Kids will love the Tupelo Buffalo Park and Zoo, home to 300 exotic animals such as yaks, lemur, snakes and the largest buffalo herd east of the Mississippi River.

The First Interstate

The Natchez Trace Parkway was a “natural interstate” more than 8,000 years ago. This 444-mile course follows the “Old Natchez Trace,” a historical byway trod by Native Americans, pioneers, soldiers, slaves and future presidents, all searching for a better life. Regions traversed by the trace include swamps, lakes and rivers; forests, woods and bottomlands, along with prairies and fields. Thanks to the wide variance of ecosystems, the region is teeming with wildlife. Thirty-three animal species have been confirmed, including foxes, bobcats, feral pigs, black bear and armadillo. Just north of Tupelo, the Natchez Trace Parkway Visitor Center sheds light on this compelling course, which is protected by the National Park Service.

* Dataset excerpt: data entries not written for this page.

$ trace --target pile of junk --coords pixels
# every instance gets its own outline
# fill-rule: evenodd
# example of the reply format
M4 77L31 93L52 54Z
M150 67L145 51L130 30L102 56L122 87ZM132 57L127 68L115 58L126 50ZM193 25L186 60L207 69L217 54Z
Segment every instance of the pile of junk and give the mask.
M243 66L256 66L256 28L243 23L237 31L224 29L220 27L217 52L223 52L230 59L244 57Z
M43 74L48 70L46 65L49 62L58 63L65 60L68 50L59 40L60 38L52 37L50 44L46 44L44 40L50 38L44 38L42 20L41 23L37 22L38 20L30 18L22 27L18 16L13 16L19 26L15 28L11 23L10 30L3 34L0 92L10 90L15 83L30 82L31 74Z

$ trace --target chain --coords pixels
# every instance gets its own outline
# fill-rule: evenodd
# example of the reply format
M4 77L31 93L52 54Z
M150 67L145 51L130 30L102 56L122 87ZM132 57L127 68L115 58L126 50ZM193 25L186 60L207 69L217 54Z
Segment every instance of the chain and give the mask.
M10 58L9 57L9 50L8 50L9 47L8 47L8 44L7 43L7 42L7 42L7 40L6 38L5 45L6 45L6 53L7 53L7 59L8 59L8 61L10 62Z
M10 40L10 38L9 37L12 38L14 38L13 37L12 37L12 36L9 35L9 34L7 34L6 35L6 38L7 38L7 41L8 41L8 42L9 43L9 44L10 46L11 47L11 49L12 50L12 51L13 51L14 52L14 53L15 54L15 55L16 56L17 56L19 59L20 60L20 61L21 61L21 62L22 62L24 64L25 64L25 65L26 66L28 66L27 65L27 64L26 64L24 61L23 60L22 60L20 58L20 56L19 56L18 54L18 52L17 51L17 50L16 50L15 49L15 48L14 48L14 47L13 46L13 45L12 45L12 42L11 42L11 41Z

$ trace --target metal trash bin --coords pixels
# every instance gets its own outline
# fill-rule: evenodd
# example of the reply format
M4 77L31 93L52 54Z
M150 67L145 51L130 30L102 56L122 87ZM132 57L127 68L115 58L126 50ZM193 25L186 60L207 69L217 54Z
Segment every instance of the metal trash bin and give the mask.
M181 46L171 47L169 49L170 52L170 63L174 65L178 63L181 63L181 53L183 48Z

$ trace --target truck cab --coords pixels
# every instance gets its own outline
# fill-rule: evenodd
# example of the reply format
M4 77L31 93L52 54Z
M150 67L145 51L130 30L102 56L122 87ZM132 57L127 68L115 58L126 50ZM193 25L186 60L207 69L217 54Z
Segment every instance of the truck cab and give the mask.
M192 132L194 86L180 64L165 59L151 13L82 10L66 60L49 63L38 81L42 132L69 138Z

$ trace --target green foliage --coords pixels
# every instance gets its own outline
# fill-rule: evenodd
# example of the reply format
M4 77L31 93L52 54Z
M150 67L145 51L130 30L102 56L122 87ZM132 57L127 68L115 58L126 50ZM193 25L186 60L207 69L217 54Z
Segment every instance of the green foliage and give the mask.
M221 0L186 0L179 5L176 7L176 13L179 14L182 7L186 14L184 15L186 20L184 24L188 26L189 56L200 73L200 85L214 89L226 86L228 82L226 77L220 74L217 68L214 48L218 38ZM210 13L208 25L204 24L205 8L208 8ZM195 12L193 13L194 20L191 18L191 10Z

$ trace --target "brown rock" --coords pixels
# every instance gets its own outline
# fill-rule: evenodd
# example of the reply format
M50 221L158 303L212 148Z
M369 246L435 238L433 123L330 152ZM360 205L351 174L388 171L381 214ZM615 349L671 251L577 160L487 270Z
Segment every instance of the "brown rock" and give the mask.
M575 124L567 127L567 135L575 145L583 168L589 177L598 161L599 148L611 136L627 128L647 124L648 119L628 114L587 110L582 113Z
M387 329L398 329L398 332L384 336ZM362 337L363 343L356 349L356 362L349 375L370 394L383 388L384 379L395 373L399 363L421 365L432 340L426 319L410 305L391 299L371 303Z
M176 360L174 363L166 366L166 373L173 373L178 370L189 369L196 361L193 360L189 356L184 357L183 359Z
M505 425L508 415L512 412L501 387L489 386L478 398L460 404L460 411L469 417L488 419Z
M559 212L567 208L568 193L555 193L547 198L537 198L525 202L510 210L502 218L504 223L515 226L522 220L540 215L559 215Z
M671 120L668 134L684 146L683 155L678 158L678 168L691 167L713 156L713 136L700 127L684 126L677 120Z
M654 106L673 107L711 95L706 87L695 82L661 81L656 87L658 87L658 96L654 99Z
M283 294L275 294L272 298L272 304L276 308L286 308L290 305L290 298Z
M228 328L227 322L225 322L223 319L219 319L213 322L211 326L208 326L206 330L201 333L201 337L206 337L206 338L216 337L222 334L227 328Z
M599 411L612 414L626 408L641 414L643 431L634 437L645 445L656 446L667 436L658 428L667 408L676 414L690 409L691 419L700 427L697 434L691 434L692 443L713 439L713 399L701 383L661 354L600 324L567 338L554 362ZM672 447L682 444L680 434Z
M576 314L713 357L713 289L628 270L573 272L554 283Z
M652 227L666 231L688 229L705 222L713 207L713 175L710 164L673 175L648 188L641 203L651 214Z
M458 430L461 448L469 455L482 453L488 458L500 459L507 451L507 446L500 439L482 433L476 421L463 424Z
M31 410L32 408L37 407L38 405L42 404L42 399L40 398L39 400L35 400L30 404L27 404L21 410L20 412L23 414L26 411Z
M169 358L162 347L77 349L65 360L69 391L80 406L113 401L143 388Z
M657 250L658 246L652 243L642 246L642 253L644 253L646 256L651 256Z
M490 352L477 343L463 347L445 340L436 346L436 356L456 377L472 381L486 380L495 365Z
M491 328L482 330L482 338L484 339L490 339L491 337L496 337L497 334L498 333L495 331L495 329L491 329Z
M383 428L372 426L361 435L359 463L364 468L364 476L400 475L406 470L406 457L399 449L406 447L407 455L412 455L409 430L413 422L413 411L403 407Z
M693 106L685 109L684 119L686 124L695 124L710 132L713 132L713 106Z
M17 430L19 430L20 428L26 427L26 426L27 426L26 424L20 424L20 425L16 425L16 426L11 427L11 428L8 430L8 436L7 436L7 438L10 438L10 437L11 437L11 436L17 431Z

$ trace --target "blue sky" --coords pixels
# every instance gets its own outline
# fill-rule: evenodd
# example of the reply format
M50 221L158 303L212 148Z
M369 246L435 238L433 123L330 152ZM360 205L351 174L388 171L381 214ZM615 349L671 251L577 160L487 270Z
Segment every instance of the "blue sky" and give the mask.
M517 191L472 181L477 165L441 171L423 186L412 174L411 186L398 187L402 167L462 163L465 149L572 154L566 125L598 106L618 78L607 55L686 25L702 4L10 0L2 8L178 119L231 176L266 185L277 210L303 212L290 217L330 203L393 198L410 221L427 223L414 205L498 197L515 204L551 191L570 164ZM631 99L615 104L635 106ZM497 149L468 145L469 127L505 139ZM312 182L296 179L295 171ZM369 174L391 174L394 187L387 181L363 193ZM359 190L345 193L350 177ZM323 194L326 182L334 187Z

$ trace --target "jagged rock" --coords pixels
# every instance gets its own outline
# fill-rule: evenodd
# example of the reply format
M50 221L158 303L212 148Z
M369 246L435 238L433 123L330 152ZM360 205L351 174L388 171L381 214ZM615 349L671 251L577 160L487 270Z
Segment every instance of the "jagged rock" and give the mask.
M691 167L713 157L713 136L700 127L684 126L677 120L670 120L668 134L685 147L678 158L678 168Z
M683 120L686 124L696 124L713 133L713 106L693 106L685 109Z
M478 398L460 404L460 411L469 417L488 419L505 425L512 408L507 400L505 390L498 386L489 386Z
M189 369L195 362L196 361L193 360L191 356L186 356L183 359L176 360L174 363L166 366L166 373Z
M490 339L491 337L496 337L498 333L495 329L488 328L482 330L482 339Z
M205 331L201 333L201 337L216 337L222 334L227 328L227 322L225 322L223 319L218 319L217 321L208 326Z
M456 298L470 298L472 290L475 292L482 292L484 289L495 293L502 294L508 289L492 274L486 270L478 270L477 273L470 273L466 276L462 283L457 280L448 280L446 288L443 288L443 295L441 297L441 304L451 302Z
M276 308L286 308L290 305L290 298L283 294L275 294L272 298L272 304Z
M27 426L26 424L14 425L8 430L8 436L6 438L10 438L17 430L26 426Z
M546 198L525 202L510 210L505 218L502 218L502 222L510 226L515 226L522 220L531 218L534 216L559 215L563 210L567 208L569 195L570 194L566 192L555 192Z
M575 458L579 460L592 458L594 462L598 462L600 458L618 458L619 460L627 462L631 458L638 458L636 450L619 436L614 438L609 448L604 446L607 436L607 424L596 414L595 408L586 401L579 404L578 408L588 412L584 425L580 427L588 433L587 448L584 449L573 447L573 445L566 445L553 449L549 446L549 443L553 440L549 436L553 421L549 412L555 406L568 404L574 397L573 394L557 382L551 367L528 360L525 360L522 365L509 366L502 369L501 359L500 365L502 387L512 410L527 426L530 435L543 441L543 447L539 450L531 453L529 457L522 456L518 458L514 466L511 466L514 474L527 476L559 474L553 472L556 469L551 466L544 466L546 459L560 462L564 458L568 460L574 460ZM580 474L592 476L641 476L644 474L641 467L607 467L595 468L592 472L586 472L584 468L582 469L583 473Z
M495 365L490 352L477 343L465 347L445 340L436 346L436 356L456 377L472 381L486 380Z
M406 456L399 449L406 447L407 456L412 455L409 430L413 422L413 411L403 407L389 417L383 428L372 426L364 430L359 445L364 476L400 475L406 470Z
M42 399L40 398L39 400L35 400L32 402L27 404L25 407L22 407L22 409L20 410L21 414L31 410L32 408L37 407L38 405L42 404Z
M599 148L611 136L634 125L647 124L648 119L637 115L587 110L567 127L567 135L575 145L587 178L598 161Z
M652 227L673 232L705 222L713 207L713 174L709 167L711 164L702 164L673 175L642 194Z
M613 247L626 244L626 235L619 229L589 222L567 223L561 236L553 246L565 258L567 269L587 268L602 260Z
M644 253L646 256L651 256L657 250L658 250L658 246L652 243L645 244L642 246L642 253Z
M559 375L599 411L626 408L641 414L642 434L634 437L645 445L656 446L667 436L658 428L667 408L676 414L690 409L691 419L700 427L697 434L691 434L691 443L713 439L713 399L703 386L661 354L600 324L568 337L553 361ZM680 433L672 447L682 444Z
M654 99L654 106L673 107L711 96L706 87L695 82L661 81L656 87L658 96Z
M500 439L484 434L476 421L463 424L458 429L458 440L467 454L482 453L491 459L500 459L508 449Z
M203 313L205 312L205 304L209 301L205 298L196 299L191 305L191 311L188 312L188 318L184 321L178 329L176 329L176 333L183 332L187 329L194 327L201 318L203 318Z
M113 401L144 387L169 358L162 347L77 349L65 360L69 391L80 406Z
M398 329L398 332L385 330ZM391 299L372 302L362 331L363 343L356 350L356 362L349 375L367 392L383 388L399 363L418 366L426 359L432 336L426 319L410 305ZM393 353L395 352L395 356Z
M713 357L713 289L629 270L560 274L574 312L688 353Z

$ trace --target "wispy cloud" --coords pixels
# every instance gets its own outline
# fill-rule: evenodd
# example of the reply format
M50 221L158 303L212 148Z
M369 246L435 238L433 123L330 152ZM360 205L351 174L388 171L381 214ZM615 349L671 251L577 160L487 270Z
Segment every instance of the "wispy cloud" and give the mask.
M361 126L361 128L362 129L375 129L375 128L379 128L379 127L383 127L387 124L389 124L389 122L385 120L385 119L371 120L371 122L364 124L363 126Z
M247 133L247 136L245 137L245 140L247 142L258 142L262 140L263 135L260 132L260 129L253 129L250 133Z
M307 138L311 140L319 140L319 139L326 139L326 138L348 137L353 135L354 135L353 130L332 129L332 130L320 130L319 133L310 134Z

Learn about the reptiles, such as alligators and turtles, that inhabit the waterways, along with 25 varieties of snake.

Travel a Trail

The Heritage Trails program showcases several past residents of Tupelo. The Chickasaw Native American Trail includes renderings of a fort and village that once served as home to 2,000 Chickasaw Indians. Travel the Civil War Trail, where brother fought against brother on the Tupelo National Battlefield. In July 1864, an estimated 22,000 soldiers fought over this ground.

Civil Rights Battleground

Follow the fight for freedom along the Civil Rights Trail, where seven plaques mark historic places of change for the local black community. Visit the location where African Americans held the “The March of Discontent” in 1964.

For the Love of Elvis

Every June, Tupelo honors its native son with the Elvis Presley Festival. The event features blues, country and Southern gospel music that influenced Elvis during his childhood. Elvis look-alike performers shake, shimmy and sing as they participate in the Ultimate Elvis Artist Competition. The festival is held in Fairpark, the place where Elvis competed in his first talent show at age 10.